The model is replicated to the other GPUs in every iteration means the state_dicts are copied to other GPUs every iteration? So the mean and var in BN are also copied to other GPUs from the GPU:0?

Is there any document explain this process elaborately? I am really curious about the parallel mechanism utilized in PyTorch, for I always conduct experiments on multi-gpu environment.

pietern · August 5, 2019, 5:14am

Yes, that’s correct. The documentation covers this (the replication bit), see torch.nn.DataParallel. Note that this is not how the distributed version works. There, every process runs forward/backward/optimizer against a single copy of the model, so its parameters are equivalent already. Not by replicating the values, but by executing the exact same optimizer step.

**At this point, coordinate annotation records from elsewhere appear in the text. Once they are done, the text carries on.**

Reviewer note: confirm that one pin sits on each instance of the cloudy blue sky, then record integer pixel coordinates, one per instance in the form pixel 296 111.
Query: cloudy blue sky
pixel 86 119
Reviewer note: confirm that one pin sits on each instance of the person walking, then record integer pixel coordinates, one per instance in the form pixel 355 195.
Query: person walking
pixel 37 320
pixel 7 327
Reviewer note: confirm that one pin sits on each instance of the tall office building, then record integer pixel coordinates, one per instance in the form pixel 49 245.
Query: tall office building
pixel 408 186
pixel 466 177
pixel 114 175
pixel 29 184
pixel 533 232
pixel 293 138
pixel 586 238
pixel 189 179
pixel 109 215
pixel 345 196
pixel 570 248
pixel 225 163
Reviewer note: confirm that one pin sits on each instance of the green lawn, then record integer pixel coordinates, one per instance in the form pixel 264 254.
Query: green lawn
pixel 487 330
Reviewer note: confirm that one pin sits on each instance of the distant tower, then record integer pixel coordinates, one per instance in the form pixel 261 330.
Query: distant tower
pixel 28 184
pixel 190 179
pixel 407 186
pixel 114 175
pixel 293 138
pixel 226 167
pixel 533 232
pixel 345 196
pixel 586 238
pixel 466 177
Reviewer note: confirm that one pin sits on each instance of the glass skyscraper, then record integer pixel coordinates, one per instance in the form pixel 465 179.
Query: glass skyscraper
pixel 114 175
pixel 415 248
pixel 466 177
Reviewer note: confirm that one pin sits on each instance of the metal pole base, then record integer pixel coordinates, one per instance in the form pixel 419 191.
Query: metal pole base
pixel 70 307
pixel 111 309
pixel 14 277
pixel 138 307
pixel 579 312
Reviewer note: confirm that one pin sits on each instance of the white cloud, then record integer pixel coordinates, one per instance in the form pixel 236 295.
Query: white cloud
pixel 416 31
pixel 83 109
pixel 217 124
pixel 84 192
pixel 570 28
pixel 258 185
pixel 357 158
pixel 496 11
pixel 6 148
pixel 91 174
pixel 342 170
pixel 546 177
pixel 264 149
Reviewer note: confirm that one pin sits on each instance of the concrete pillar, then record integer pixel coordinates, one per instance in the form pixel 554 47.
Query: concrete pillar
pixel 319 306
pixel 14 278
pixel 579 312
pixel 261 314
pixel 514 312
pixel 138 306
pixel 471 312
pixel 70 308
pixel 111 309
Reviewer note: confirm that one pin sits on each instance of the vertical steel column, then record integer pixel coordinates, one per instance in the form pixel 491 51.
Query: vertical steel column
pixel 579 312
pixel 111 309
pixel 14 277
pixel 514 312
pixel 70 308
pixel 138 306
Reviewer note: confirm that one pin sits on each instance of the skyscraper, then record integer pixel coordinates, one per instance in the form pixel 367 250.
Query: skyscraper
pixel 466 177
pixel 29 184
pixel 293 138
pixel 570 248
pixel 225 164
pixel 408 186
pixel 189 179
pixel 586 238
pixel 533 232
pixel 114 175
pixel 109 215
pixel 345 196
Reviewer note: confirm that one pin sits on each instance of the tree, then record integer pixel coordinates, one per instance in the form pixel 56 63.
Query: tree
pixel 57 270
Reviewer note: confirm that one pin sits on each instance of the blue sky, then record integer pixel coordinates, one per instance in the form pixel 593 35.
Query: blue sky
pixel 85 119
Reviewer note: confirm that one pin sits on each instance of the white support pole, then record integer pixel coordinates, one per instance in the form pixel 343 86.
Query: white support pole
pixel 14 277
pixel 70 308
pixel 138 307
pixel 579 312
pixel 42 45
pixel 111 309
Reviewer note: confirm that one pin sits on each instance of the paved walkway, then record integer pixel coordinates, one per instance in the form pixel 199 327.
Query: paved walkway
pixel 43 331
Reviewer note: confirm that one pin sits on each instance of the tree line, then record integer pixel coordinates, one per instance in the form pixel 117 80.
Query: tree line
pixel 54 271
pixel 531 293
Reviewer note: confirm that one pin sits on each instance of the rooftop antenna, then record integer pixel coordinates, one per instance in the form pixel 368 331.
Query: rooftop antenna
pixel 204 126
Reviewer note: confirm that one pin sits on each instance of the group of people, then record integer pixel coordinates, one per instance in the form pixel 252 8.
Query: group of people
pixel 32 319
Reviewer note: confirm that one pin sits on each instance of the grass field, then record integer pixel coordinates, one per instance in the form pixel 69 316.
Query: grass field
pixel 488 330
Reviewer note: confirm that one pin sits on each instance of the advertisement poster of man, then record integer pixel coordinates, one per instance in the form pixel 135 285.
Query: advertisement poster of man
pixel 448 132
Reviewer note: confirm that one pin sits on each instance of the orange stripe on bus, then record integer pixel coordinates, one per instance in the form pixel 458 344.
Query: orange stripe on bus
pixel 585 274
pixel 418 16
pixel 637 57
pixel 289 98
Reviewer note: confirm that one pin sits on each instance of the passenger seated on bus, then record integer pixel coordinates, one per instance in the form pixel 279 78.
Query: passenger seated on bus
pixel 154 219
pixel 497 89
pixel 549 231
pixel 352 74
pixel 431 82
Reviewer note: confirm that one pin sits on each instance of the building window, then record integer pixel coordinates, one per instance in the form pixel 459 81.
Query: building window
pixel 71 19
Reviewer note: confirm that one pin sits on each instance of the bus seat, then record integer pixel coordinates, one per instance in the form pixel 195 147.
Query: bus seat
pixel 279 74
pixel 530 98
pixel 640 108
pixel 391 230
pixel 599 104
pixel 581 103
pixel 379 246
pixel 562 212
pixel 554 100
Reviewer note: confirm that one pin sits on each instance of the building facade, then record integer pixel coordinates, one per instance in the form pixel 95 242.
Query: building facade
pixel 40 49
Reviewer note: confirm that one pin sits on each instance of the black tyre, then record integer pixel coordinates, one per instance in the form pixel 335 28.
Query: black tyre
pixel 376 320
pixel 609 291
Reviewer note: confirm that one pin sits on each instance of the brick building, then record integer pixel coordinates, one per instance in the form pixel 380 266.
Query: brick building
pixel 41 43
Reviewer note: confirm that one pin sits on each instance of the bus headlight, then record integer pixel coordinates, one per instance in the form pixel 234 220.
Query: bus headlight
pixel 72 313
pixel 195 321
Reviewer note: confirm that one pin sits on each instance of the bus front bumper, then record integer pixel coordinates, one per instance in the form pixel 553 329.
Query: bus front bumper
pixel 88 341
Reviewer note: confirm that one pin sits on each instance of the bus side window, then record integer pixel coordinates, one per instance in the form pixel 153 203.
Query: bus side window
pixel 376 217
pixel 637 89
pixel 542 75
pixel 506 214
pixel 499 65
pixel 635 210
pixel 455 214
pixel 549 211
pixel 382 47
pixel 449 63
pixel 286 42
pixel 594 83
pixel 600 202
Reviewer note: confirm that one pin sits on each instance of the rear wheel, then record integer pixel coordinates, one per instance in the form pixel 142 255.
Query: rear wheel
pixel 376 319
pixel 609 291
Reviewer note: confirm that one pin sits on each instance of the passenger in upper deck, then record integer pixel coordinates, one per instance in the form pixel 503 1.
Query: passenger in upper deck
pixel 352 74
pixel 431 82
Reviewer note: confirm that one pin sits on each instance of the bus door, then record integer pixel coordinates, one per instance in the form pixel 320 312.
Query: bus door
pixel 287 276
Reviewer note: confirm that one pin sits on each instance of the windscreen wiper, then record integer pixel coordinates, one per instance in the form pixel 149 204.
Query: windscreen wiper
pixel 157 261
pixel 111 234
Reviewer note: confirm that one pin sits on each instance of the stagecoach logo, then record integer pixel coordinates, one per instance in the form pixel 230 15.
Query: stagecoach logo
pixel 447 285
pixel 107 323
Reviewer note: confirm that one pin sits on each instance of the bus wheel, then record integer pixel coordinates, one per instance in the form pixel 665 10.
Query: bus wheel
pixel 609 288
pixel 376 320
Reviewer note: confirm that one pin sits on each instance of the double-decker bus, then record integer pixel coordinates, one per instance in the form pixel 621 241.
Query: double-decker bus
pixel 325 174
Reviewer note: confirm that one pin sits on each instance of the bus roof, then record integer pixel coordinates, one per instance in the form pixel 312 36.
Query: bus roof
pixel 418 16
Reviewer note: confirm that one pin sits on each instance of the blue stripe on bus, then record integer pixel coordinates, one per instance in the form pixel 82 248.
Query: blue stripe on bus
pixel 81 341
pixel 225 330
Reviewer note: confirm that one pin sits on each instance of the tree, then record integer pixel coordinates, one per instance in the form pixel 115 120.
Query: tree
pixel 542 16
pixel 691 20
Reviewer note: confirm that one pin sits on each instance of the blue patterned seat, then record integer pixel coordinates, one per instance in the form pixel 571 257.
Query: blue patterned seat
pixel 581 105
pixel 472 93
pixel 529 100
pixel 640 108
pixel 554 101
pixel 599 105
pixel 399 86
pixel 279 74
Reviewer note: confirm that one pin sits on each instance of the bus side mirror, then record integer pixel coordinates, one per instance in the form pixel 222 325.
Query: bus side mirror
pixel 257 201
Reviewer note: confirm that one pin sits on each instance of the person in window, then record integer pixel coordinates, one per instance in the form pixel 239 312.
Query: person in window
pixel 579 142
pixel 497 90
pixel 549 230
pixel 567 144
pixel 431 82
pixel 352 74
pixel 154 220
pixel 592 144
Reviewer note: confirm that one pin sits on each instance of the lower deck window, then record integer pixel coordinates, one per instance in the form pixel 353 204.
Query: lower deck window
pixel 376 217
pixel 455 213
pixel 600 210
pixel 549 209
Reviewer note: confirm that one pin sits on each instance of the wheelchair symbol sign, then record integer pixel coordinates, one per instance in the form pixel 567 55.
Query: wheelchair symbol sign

yangzhh · August 5, 2019, 7:15am

Thanks a lot! I know what you mean. So, in summarize, the multi-gpu environment works like following:

Scatter the model and the state dict from GPU:0 to all the GPUs.
Split the data, and seperately forward them on different GPUs.
Gather output from GPUs to GPU:0
Calculate Loss by using outputs and targets on GPU:0
Backward Loss to GPUs and seperately calculate gradients
Gather gradients from GPUs to GPU:0
Update parameters on GPU:0
GoTo Step1.

So, the only thing that not fully synchronized is the mean and var of BN, because it does not gather to GPU:0 during backward. All the other parameters are fully synchronized because of the gather-scatter mechanism.